Diaphragmatic Amyloidosis Causing Respiratory Failure: A Case Report and Review of Literature

1Department of Internal Medicine, New York Presbyterian Hospital, Weill Cornell Medical College, New York, NY 10065-4897, USA
2Department of Pathology and Laboratory Medicine, New York Presbyterian Hospital, Weill Cornell Medical College, New York, NY 10065-4897, USA

Received 20 June 2015; Revised 22 September 2015; Accepted 29 September 2015

Academic Editor: Josep M. Ribera

Copyright © 2015 Aleksey Novikov et al. This is an open access article distributed under the Creative Commons Attribution License, which permits unrestricted use, distribution, and reproduction in any medium, provided the original work is properly cited.

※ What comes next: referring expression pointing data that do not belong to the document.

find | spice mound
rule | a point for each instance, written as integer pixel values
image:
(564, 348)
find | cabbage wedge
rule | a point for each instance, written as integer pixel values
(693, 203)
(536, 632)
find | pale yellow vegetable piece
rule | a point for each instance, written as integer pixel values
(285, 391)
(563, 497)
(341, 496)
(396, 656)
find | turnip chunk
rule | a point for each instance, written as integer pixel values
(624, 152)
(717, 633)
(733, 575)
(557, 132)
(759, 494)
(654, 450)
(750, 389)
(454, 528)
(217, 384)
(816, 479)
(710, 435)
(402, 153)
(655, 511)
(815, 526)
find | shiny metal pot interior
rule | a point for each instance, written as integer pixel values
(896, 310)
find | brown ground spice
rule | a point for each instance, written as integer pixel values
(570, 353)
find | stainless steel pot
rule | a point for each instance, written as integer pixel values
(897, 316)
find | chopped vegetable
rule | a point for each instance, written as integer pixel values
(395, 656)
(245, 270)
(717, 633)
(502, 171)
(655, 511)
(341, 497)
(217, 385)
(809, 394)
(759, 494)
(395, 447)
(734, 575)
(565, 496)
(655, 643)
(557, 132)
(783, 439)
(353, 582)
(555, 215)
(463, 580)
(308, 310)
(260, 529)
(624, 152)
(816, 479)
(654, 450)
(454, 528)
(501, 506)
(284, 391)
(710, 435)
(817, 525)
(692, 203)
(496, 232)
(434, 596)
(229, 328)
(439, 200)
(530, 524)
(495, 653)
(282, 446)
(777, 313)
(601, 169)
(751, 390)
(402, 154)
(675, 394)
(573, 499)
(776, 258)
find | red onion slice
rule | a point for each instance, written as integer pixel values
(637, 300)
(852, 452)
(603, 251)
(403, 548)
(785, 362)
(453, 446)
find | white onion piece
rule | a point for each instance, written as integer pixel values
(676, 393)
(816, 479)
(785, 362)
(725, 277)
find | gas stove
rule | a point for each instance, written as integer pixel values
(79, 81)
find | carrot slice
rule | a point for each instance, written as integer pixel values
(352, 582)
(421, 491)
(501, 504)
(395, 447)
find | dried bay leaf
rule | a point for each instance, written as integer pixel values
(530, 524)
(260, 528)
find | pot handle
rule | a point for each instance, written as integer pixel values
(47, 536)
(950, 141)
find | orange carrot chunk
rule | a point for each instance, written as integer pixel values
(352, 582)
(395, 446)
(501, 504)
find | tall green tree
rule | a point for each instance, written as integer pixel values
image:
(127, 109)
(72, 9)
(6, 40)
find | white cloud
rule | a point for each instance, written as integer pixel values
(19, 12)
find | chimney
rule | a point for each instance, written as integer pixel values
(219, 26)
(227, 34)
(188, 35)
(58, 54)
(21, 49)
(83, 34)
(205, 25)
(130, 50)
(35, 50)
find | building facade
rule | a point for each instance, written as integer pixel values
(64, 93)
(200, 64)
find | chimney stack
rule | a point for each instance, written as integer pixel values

Neuromuscular respiratory failure is a rare complication of systemic immunoglobulin light chain amyloidosis. We describe a case of a 70-year-old Caucasian man with multiple myeloma who presented with worsening dyspnea. The patient was diagnosed with and treated for congestive heart failure but continued to suffer from hypercapnic respiratory insufficiency. He had restrictive physiology on pulmonary function tests and abnormal phrenic nerve conduction studies, consistent with neuromuscular respiratory failure. The diagnosis of systemic immunoglobulin light chain amyloidosis was made based on the clinical context and a cardiac biopsy. Despite treatment attempts, the patient passed away in the intensive care unit from hypercapnic respiratory failure. Autopsy revealed dense diaphragmatic amyloid deposits without phrenic nerve infiltration or demyelination or lung parenchymal involvement. Only 5 cases of neuromuscular respiratory failure due to amyloid infiltration of the diaphragm have been described. All cases, including this, were characterized by rapid progression and high mortality. Therefore, diaphragmatic amyloidosis should be on the differential for progressive neuromuscular respiratory failure in patients with multiple myeloma or any other monoclonal gammopathy. Given its poor prognosis, early recognition of this condition is essential in order to address goals of care and encourage pursuit of palliative measures.